Results offer fresh hope for anti-aging therapies Researchers provided evidence that points to one possible cause of aging: a protein, IL-11, is involved in the normal process of producing blood cells from stem cells. The findings offer fresh hope for the development of anti-aging therapies. Because clinical trials of antibodies to IL-11 are already underway for other diseases, their potential use in longevity experiments could be fast-tracked, say researchers. Stuart Cook said the response in the treated mice was as good as that seen with perhaps the best-known anti-aging drug, rapamycin.

Results like those are hard to turn into treatments for people. Clinical trials dealing with life span are fiendishly complicated and expensive.
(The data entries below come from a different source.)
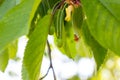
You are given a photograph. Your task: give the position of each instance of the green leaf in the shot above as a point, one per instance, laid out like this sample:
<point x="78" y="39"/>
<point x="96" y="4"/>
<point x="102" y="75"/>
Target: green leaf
<point x="98" y="51"/>
<point x="103" y="25"/>
<point x="12" y="49"/>
<point x="8" y="53"/>
<point x="17" y="21"/>
<point x="4" y="57"/>
<point x="77" y="19"/>
<point x="6" y="6"/>
<point x="35" y="50"/>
Thus concentrating on specific conditions of aging, like muscle loss, could make setting near-term measurable targets more feasible, says a researcher.

Such findings would need to be replicated in different laboratories and different genetic backgrounds. This kind of experiment should be done in different environments repeatedly before human trials are done, argues Dan Winer of the Buck Institute for Research on Aging.

This will bring up new leads for research into quests for the understanding and mitigation of aging, although it is full of obstacles. The research concerning the role of IL-11 in longevity reiterates the complexity of the relationship between the immune system and aging and tends to accentuate such findings for innovative therapeutic approaches.